Senior Advocate Surendra Kumar Mahto said the state as the guardian of all citizens, had the responsibility of ending the deadlock on citizenship bill. “No argument can justify delay in passing the citizenship bill, especially when the Supreme Court has also stayed issuance of citizenship cards to children of citizens by birth,” he said.

“SAGGC says it wants consensus among top leaders of major parties, but I do not think consensus will emerge on citizenship issues,” Mahto said, adding that when parties sought to forge consensus in the first Constituent Assembly, they failed and ultimately the CA was dissolved.

Mahto said when the major parties wanted to frame the new constitution in the second CA on the basis of majority, nobody stopped them then. If they wish to pass the citizenship bill this time, nobody will stop them now.

Mahto said some lawmakers’ argument that the current provisions under which foreign women married to Nepali men obtained naturalised citizenship certificate immediately after marriage lacked merit as there was no research or evidence that could suggest that the existing provisions created any problem or harmed national interest.

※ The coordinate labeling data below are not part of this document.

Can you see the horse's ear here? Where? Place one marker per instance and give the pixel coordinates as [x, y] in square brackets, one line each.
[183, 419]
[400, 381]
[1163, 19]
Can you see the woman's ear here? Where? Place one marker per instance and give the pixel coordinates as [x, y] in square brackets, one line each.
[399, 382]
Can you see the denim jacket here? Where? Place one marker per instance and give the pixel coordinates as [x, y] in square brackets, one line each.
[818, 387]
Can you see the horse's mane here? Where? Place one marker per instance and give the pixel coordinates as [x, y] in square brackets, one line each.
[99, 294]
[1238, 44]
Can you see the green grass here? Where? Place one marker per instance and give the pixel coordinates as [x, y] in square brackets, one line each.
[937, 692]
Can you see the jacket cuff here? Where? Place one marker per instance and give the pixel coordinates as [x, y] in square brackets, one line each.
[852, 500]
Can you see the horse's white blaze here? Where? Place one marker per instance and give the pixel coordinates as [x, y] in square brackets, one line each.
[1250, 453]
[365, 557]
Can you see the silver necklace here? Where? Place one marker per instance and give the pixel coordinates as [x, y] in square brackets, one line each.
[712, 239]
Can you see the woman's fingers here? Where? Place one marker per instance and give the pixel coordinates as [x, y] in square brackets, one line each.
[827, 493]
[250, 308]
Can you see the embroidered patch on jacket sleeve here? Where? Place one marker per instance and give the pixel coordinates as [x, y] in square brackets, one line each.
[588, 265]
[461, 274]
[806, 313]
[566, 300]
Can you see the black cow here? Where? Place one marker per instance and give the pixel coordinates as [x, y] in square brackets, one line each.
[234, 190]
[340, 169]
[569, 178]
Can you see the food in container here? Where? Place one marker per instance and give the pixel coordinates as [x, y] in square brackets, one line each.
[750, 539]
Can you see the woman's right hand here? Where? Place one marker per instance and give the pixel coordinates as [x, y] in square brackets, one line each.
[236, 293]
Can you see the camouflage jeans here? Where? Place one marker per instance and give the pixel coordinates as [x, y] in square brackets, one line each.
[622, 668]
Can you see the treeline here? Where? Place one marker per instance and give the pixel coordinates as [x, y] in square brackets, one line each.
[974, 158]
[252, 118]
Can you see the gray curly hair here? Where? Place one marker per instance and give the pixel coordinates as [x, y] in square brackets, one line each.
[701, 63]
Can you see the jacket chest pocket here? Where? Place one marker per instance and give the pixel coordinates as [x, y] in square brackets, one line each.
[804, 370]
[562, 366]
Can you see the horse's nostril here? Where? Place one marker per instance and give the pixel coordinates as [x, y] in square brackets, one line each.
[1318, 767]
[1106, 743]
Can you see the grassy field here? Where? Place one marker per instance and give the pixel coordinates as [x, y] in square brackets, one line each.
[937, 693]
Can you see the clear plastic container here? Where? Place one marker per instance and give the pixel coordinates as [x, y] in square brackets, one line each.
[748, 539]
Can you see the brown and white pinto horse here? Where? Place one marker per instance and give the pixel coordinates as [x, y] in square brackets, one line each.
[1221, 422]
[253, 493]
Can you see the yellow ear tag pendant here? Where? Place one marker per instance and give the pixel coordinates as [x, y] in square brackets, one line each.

“A human becomes a non-person in the absence of citizenship certificate. Without citizenship, a person cannot get a job, nor can s/he open bank account or obtain driving licence. The state should therefore feel the urgency of the situation and enact a new citizenship law,”

Mahto said and added that even in the absence of new citizenship law, there was no bar on issuing citizenship to children of citizens by birth.

“The constitution clearly stipulates that children of citizens by birth are entitled to citizenship by descent,” he argued.

Human Rights lawyer Mohan Kumar Karna said political parties were deliberately delaying passage of the citizenship bill.

Member of NHRC Mohna Ansari said that while the Parliament was within its right to thoroughly discuss any bill, it should not prolong the process with regard to the citizenship bill. She said citizenship was linked to enjoyment of fundamental rights and hence delay in enactment of a new citizenship bill was adversely affecting citizens’ rights.

“There are some people who say citizenship issues can have long term effects on the country, but they do not know about the serious challenges stateless people can pose to the country,” she said and added that if people were rendered stateless, they could develop negative feelings towards the country and consequently they could pose serious challenges to the country in the long term,” she argued.

Rastriya Janata Party-Nepal lawmaker Laxman Lal Karna said major parties were deliberately delaying enactment of citizenship bill.

He said some rights activists were demanding that the words of the citizenship bill be changed beyond the sanction of the constitution.

“There are over six to seven lakh people in all the regions, including the hills, who have not been able to obtain citizenship due to lack of a new law,” Karna said.